This indicates that while your request was successful, you are over your nominal limit, and subsequent requests may be throttled if you continue to exceed your quota. Treat this as an early warning—subsequent calls may be throttled.

### Rate Limit Response Headers

Here's a simple explanation of response headers you can use to track you limits quotas:

<Expandable title="Description of Rate Limits response headers">
  | Header                                      | Description                                                                                                                                                                                                                            |
  | :------------------------------------------ | :------------------------------------------------------------------------------------------------------------------------------------------------------------------------------------------------------------------------------------- |
  | `x-ratelimit-limit-requests`                | The maximum number of requests that are permitted per minute.                                                                                                                                                                          |
  | `x-ratelimit-limit-tokens`                  | The maximum number of tokens that are permitted per minute.                                                                                                                                                                            |
  | `x-ratelimit-remaining-requests`            | The remaining number of requests that are permitted before exhausting the rate limit.                                                                                                                                                  |
  | `x-ratelimit-remaining-tokens`              | The remaining number of tokens that are permitted before exhausting the rate limit. Note that the limit is replenished continuously.

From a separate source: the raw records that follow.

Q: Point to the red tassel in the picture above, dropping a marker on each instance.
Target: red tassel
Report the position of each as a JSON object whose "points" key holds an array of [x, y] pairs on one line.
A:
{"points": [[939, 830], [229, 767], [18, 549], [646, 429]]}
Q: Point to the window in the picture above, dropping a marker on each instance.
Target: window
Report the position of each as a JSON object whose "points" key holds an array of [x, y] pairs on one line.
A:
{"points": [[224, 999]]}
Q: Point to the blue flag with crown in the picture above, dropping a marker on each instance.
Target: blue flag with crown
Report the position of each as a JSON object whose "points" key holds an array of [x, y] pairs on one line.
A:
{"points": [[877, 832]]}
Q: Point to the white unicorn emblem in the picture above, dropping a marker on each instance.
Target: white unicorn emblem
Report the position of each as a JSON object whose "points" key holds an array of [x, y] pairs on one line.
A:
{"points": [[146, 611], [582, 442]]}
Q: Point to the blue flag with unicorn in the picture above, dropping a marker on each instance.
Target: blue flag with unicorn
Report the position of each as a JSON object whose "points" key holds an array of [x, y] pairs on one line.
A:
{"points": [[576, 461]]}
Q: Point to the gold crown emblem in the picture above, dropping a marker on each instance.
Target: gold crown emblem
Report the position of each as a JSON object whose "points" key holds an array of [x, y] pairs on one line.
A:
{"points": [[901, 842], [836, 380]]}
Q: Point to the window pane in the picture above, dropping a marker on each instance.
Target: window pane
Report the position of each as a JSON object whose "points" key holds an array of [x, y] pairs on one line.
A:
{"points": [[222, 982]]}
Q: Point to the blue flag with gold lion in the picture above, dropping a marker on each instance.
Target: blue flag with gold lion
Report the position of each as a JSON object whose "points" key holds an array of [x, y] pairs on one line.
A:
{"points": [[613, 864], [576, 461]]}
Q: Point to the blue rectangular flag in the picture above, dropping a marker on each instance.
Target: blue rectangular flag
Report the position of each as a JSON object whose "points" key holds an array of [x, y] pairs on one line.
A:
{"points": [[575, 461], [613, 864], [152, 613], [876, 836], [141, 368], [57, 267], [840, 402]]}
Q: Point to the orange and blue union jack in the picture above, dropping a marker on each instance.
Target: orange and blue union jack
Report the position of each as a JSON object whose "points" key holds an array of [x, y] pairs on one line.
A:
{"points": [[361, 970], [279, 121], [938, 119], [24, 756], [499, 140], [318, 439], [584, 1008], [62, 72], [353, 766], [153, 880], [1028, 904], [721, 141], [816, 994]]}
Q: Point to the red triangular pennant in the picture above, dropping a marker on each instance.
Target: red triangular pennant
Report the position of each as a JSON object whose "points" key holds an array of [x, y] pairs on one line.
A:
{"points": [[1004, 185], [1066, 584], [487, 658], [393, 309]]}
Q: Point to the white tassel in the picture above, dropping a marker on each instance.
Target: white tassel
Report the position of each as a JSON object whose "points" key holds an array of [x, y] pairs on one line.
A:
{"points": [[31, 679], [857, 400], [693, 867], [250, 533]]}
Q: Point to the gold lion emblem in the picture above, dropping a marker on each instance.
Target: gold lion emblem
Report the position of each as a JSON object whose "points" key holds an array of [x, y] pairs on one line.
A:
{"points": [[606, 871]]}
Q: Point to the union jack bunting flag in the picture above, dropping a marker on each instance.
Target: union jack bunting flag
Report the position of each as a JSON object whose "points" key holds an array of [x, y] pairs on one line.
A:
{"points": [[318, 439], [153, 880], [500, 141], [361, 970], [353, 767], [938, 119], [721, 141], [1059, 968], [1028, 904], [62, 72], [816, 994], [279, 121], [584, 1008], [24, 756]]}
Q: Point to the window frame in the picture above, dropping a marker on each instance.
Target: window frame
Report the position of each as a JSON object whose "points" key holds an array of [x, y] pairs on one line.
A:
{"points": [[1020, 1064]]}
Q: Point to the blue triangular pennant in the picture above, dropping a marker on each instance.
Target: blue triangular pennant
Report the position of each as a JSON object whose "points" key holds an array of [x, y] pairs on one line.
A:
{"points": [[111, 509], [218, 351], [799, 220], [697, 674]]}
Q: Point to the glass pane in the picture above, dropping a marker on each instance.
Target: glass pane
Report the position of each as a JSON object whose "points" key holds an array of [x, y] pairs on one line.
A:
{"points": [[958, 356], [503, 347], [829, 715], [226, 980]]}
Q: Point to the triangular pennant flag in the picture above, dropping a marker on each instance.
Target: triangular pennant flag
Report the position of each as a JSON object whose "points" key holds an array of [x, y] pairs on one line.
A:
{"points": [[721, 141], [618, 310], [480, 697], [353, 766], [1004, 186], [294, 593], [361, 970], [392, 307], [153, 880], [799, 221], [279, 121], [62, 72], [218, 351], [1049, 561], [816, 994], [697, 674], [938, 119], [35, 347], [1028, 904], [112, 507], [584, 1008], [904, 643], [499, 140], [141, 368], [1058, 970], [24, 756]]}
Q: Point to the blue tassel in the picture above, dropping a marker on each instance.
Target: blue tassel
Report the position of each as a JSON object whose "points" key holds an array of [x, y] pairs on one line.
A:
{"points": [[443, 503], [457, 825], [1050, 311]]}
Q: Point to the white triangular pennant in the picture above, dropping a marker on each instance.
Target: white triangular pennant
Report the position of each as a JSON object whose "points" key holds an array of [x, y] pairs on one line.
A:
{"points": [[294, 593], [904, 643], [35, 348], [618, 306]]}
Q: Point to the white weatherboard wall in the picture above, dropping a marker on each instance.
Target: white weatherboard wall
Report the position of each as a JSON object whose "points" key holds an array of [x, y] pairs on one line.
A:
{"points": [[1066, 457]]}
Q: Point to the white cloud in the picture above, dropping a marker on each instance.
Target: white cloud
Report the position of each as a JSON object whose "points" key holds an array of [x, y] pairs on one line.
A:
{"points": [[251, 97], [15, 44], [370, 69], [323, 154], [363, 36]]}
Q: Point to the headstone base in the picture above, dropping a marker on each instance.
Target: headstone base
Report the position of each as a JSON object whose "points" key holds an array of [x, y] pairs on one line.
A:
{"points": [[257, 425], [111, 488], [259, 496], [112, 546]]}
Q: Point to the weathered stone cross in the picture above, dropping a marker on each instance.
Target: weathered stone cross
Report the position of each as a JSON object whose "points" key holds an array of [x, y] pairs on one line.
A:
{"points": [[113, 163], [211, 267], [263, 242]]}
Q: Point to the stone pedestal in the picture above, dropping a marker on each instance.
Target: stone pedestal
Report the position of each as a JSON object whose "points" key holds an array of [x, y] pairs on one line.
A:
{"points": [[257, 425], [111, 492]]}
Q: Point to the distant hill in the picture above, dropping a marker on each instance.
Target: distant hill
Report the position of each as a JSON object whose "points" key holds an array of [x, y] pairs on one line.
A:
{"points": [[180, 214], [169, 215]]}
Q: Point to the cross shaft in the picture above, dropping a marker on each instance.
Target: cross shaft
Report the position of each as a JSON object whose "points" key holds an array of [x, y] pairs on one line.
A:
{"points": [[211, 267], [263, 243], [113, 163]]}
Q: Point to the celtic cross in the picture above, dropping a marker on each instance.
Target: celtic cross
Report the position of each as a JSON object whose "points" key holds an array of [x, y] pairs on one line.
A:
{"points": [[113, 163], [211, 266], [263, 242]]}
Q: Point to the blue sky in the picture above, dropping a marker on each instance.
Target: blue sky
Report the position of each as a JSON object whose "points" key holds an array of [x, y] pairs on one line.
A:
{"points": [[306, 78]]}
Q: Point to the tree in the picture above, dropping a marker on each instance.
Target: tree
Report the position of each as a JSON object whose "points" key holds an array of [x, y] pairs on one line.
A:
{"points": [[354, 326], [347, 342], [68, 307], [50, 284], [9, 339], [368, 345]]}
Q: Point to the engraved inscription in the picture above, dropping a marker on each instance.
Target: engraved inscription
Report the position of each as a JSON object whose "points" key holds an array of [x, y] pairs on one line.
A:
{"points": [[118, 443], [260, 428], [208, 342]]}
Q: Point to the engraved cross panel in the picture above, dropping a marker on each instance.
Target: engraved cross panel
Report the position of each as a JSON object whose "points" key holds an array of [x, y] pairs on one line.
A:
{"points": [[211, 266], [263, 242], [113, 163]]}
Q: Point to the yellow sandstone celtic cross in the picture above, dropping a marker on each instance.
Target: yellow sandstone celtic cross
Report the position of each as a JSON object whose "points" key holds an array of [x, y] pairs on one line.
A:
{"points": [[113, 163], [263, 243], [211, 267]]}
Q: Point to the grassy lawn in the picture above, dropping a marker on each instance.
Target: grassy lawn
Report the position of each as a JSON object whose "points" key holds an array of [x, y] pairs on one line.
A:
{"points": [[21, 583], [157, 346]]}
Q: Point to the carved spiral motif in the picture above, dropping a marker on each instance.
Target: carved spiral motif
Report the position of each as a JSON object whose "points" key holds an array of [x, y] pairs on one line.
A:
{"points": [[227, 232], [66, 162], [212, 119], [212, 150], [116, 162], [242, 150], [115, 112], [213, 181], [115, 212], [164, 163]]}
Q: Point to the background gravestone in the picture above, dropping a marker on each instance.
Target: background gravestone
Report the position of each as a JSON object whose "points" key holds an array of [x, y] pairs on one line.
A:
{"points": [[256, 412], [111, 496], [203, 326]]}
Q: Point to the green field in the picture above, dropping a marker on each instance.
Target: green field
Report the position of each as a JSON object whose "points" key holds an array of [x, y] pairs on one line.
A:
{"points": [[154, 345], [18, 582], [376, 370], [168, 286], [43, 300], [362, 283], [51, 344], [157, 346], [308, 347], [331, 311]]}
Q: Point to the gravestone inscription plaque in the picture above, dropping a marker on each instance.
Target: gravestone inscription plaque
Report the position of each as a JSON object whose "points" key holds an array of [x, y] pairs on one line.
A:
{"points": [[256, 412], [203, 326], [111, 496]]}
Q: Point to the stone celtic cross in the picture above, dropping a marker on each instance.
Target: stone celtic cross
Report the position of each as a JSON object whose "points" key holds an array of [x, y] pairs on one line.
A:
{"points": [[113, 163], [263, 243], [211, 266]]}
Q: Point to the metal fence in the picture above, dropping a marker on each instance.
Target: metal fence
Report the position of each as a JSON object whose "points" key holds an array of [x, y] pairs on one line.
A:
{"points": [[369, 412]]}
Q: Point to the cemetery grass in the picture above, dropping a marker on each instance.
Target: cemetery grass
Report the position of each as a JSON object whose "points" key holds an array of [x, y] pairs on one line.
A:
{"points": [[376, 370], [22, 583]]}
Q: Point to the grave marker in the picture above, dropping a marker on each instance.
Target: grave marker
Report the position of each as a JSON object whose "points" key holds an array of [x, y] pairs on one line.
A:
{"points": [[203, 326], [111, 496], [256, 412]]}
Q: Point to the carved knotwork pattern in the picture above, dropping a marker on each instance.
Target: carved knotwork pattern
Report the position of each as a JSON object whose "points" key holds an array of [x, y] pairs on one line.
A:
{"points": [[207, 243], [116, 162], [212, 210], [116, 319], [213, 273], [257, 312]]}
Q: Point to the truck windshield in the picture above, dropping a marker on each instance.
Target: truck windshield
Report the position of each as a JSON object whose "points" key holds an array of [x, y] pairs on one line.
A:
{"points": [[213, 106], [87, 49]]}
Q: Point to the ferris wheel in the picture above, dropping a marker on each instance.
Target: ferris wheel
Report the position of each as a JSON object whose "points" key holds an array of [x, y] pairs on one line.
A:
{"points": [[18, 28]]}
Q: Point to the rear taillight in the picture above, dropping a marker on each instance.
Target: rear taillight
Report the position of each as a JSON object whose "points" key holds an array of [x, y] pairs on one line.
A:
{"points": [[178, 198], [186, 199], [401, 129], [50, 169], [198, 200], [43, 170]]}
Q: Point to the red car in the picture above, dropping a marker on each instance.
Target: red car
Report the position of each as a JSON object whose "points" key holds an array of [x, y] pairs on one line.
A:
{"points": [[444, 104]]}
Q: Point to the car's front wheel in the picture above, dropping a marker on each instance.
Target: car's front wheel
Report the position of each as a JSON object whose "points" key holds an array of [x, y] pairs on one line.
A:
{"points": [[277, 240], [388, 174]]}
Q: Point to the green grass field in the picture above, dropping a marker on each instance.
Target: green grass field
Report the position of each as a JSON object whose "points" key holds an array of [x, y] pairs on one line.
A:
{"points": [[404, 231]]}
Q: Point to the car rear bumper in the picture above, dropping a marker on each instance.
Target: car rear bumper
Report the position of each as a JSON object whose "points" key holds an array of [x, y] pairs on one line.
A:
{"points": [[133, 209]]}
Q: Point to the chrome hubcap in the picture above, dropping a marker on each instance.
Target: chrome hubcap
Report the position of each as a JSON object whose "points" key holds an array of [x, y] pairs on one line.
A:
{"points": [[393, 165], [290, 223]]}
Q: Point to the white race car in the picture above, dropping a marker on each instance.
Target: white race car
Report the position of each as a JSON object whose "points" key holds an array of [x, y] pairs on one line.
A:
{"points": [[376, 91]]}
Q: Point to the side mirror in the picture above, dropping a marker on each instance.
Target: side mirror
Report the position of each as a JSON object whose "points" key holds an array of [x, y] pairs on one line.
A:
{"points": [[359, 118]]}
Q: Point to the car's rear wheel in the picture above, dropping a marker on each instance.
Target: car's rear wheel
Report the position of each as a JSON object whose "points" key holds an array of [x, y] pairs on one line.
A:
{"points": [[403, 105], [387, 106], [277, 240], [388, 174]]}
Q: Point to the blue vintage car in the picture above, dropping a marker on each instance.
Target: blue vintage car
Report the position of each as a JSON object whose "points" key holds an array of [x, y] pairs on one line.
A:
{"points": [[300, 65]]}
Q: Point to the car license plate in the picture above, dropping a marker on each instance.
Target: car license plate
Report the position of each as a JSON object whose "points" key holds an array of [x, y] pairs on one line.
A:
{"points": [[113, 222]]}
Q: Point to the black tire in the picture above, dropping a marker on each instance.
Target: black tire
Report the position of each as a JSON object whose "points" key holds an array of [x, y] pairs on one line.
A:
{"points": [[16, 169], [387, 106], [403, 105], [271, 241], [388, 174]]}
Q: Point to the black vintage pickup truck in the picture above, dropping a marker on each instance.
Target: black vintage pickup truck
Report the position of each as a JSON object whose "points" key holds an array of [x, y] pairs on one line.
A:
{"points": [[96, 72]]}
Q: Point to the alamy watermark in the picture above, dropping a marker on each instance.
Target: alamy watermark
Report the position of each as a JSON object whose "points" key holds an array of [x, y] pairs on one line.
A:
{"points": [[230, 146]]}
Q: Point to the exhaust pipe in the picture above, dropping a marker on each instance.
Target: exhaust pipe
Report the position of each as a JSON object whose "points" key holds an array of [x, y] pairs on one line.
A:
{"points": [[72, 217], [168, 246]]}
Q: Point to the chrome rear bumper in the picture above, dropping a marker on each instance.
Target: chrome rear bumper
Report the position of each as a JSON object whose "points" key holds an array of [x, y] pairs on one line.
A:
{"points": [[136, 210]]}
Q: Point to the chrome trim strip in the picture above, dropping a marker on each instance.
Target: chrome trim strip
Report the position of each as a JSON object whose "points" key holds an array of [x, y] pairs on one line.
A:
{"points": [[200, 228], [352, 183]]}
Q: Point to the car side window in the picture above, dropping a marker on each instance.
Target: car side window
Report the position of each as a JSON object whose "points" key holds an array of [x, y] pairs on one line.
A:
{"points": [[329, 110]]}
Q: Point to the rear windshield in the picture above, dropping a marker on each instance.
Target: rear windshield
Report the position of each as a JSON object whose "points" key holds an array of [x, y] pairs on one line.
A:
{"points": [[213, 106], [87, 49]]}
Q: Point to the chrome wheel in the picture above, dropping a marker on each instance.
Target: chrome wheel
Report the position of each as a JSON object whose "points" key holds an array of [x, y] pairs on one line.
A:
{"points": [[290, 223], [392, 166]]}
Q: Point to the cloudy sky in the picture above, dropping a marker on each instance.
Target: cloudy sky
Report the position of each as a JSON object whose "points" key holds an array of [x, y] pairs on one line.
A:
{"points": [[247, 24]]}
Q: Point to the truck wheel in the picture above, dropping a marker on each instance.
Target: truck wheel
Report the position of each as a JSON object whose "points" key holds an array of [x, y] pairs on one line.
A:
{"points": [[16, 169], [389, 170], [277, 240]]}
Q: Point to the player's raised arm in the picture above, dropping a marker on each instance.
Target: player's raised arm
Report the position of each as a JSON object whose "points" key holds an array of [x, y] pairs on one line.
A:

If your usage is sustainably below the rate limit, this number will hover near its maximum value. |
  | `x-ratelimit-reset-requests`                | The time in seconds until the rate limit (based on requests) resets.                                                                                                                                                                   |
  | `x-ratelimit-reset-tokens`                  | The time in seconds until the rate limit (based on tokens) resets.                                                                                                                                                                     |
  | `x-ratelimit-dynamic-scale-requests`        | The current dynamic scale factor applied to your request rate limit.                                                                                                                                                                   |
  | `x-ratelimit-dynamic-scale-tokens`          | The current dynamic scale factor applied to your token rate limit.                                                                                                                                                                     |
  | `x-ratelimit-dynamic-period-remaining`      | The time in seconds until the next dynamic rate limit adjustment.                                                                                                                                                                      |
  | `x-ratelimit-dynamic-period-usage-requests` | Your average request usage in the current adjustment period, as a percentage.                                                                                                                                                          |
  | `x-ratelimit-dynamic-period-usage-tokens`   | Your average token usage in the current adjustment period, as a percentage.                                                                                                                                                            |
  | `x-ratelimit-over-limit`                    | Set to "yes" if a request that is over the limit is processed. This happens when the system has spare capacity, and the request is handled with a lower priority.                                                                      |
  | `Retry-After`                               | The time in seconds to wait before making another request if the rate limit is exceeded.                                                                                                                                               |
</Expandable>